As the chatbot matures, another requirement arrives: support more than one LLM provider.
This is a common inflection point. Early on, it is convenient to wire the backend directly to a single SDK. The response from the provider flows straight through the server and into the UI. It feels efficient.
It also quietly couples your entire stack to a vendor’s response shape.
If that vendor changes its format, or if you decide to introduce a second provider, the ripple effects can reach the frontend quickly. What began as a backend integration detail becomes a full-stack coordination problem.
In the chatbot’s evolution, this risk is handled differently. Instead of exposing raw provider responses, the system defines a provider interface that returns a domain-level ChatReply. Each provider implementation adapts its own SDK response into that shared shape.

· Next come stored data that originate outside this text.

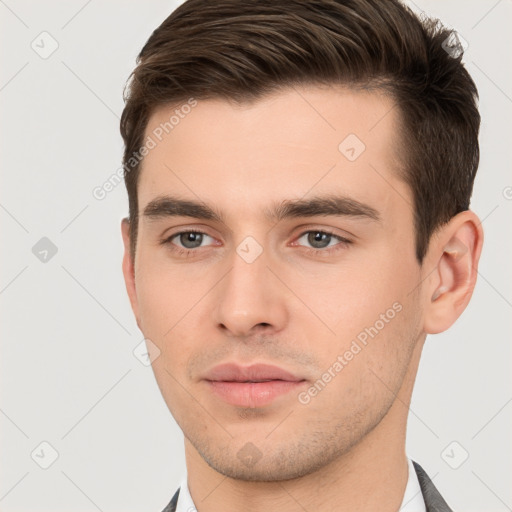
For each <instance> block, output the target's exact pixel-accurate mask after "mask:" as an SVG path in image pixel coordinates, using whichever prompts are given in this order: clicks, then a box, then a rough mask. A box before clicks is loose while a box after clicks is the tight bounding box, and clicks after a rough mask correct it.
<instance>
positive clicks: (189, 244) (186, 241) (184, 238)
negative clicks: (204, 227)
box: [180, 232, 203, 249]
mask: <svg viewBox="0 0 512 512" xmlns="http://www.w3.org/2000/svg"><path fill="white" fill-rule="evenodd" d="M202 241H203V235H202V234H201V233H193V232H190V233H184V234H182V235H181V236H180V242H181V243H182V244H183V247H186V248H187V249H193V248H194V247H199V246H200V245H201V242H202Z"/></svg>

The rest of the application does not know or care which provider generated the reply. It only understands the domain contract.
This decision seems architectural, but it has very practical consequences. Switching providers or introducing a second one no longer forces a redesign of shared types. The volatility is contained. The surface area of change is smaller.
TypeScript reinforces this separation. The compiler ensures that every provider implementation produces a valid ChatReply. The backend handler depends on the interface, not on vendor-specific JSON.
In a growing system, this is what stability looks like. The parts that are likely to change are isolated behind clear contracts. The parts that need to remain steady, especially the frontend, are shielded from that churn.